Driven by the expansion of the financial system, the bank market at that time attracted foreign partners. The cooperative relationship, in addition to business benefits when participating more deeply in administration, also helps foreign partners indirectly learn about the Vietnamese financial system, placing the first bricks to penetrate into this new financial market with many attractive segments.
Subsequently, in 2006, Vietnam Prosperity Joint Stock Commercial Bank (VPBank) started cooperating with Overseas Chinese Banking Corporation Limited (OCBC). In 2007, Vietnam Joint Stock Export Import Bank (Eximbank) sold 15 percent of its shares to Sumitomo Mitsui. Then, in turn, Orient Joint Stock Commercial Bank (OCB), An Binh Joint Stock Commercial Bank (AnBinh Bank), Joint Stock Commercial Bank for Foreign Trade of Vietnam (Vietcombank), Southeast Asia Joint Stock Commercial Bank (Seabank), Vietnam International Joint Stock Commercial Bank (VIB), and finally Vietnam Joint Stock Commercial Bank of Industry and Trade (Vietinbank) found satisfactory foreign partners. Trillions of dong from these deals added resources to the domestic banking sector, helping to push up the charter capital of the banking system, and create resources for promoting business activities.
According to experts, up to now, foreign capital inflows have always been necessary for the banking system, which comprises of large-scale institutions with limited mobilisation from domestic investors. Especially in the period of shifting to higher management standards, such as Basel II, this can be an indispensable motivation to solve the “thirst for capital” of Vietnamese credit institutions.
Until now, many foreign partners have broken up with Vietnamese banks. The farewell of foreign shareholders was probably caused by their short-term strategic investment. Investment in banks must be long-term and most importantly, investors and invested banks must share a strategic vision for stable long-term development. Different from the massive collaboration of 10 years ago, domestic banks, whose size and stature is far developed compared to the previous period, are having a lot more options. NCB is a good example.
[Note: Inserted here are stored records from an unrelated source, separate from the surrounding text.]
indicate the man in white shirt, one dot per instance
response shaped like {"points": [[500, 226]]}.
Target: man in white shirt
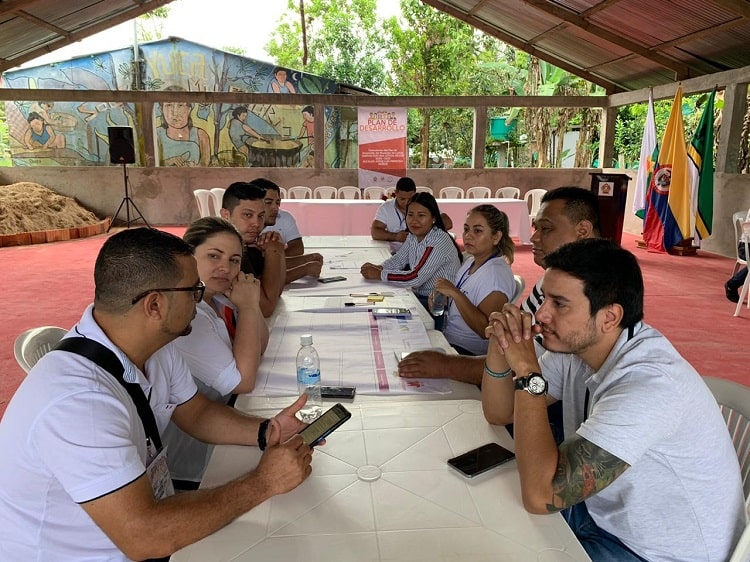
{"points": [[647, 471], [77, 479]]}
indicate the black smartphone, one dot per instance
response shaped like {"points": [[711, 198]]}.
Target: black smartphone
{"points": [[325, 425], [341, 392], [481, 459]]}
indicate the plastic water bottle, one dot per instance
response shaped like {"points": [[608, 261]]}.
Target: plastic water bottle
{"points": [[438, 304], [308, 379]]}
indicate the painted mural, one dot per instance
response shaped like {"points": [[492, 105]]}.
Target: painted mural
{"points": [[66, 133]]}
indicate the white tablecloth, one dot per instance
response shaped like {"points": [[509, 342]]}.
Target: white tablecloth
{"points": [[339, 217]]}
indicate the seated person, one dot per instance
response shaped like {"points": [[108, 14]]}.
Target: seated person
{"points": [[483, 284], [428, 253], [645, 442], [263, 254], [228, 336], [566, 214], [73, 472], [390, 219], [298, 264]]}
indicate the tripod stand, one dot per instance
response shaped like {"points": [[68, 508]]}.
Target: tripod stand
{"points": [[127, 202]]}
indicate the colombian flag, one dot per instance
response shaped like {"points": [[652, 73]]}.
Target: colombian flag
{"points": [[668, 213]]}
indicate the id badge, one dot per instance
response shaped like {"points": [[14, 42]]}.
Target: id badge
{"points": [[158, 474]]}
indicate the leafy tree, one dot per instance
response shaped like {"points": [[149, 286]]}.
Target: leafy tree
{"points": [[338, 39]]}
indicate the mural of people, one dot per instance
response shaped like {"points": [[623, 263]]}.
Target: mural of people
{"points": [[41, 135], [240, 132], [280, 84], [180, 142]]}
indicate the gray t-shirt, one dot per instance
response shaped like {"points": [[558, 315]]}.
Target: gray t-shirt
{"points": [[681, 500]]}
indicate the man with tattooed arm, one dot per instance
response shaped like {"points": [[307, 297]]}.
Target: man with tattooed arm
{"points": [[647, 471]]}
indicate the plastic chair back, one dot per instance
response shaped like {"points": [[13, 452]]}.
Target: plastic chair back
{"points": [[31, 345], [478, 192], [217, 194], [349, 192], [451, 192], [299, 192], [203, 201], [508, 192], [325, 192], [373, 192], [535, 196]]}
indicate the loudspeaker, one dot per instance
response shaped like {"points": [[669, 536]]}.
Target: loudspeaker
{"points": [[121, 147]]}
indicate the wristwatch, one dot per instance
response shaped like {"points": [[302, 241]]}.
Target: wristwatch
{"points": [[534, 383]]}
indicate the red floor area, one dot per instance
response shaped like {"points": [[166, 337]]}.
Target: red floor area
{"points": [[50, 284]]}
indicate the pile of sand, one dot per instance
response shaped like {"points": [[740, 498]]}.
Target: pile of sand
{"points": [[30, 207]]}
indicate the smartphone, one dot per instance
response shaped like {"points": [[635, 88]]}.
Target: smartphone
{"points": [[314, 433], [481, 459], [391, 312], [341, 392]]}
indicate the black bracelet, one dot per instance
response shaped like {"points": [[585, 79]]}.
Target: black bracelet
{"points": [[262, 428]]}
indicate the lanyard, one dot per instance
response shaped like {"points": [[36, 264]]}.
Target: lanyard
{"points": [[465, 275], [107, 360]]}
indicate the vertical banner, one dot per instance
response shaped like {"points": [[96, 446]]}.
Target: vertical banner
{"points": [[382, 145]]}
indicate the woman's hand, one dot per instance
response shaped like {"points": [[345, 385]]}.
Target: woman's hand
{"points": [[245, 292]]}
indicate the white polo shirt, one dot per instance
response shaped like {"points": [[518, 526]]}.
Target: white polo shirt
{"points": [[286, 226], [75, 436]]}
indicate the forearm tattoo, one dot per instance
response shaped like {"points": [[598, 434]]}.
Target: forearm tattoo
{"points": [[583, 469]]}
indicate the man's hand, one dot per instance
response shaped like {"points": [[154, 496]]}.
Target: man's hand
{"points": [[285, 424], [284, 466], [511, 332], [422, 364], [371, 271]]}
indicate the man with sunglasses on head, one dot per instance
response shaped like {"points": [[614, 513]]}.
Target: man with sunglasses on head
{"points": [[83, 475]]}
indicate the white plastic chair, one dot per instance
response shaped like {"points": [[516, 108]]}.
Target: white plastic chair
{"points": [[203, 201], [31, 345], [535, 195], [737, 219], [349, 192], [508, 192], [217, 194], [745, 292], [478, 192], [373, 192], [451, 192], [299, 192], [518, 291], [734, 401], [325, 192]]}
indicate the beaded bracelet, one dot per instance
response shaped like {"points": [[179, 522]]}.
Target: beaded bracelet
{"points": [[495, 374]]}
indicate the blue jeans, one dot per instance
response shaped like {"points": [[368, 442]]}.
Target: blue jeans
{"points": [[600, 545]]}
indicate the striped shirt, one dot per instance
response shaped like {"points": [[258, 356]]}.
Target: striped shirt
{"points": [[419, 264]]}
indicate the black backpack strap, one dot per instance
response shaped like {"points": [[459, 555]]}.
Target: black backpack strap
{"points": [[107, 360]]}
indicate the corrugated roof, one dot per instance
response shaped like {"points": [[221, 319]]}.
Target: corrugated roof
{"points": [[619, 44]]}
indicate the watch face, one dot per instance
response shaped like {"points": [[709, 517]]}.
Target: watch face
{"points": [[537, 385]]}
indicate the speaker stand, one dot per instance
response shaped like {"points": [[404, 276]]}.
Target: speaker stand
{"points": [[127, 202]]}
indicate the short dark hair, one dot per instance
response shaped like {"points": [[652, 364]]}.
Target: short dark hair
{"points": [[580, 204], [241, 191], [204, 228], [428, 200], [610, 275], [406, 184], [133, 261], [265, 184], [498, 222]]}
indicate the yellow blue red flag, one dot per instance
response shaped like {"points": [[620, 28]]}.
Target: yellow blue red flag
{"points": [[667, 221]]}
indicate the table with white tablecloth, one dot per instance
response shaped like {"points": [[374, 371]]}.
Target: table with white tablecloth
{"points": [[340, 217]]}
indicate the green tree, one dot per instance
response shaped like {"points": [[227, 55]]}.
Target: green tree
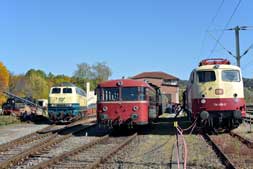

Find a trustworthy strategic investor
As analysed above, the fact shows that the participation of foreign strategic shareholders in Vietnamese banks has created the driving force and conditions for Vietnamese banks to enhance publicity and transparency, improve operation quality, as well as affirm their stature and brand in the domestic and international market.
With the same criteria, NCB’s Board of directors determined, before deciding to seek a foreign investor as their strategic shareholder, Vietnamese banks in general and NCB in particular want to choose credible investors with financial capacity and support ability in improving management, execution, and risk management. The investors should be able to support banks in applying modern technology, developing banking products and services, and developing products in other areas in line with their development strategy.
However, according to Vu Manh Tien, NCB Standing vice Chair: ‘We do not choose a foreign investor as our strategic shareholder at all costs because the selection of foreign strategic shareholder is not only about achieving short-term goals but it must bring long-term benefits to both sides. NCB is seeking a long-term strategic investor in line with NCB’s business strategy.’
Therefore, before seeking and selecting foreign strategic shareholders, NCB has developed criteria to select a strategic shareholder in accordance with their needs and characteristics. The criteria includes total assets, international operational experience, international independent credit rating, etc. Tien shared that selecting a foreign strategic shareholder is a rather complex process, which requires the bank to find a suitable partner for long-term development and, at the same time, comply with legal regulations related to strategic shareholders.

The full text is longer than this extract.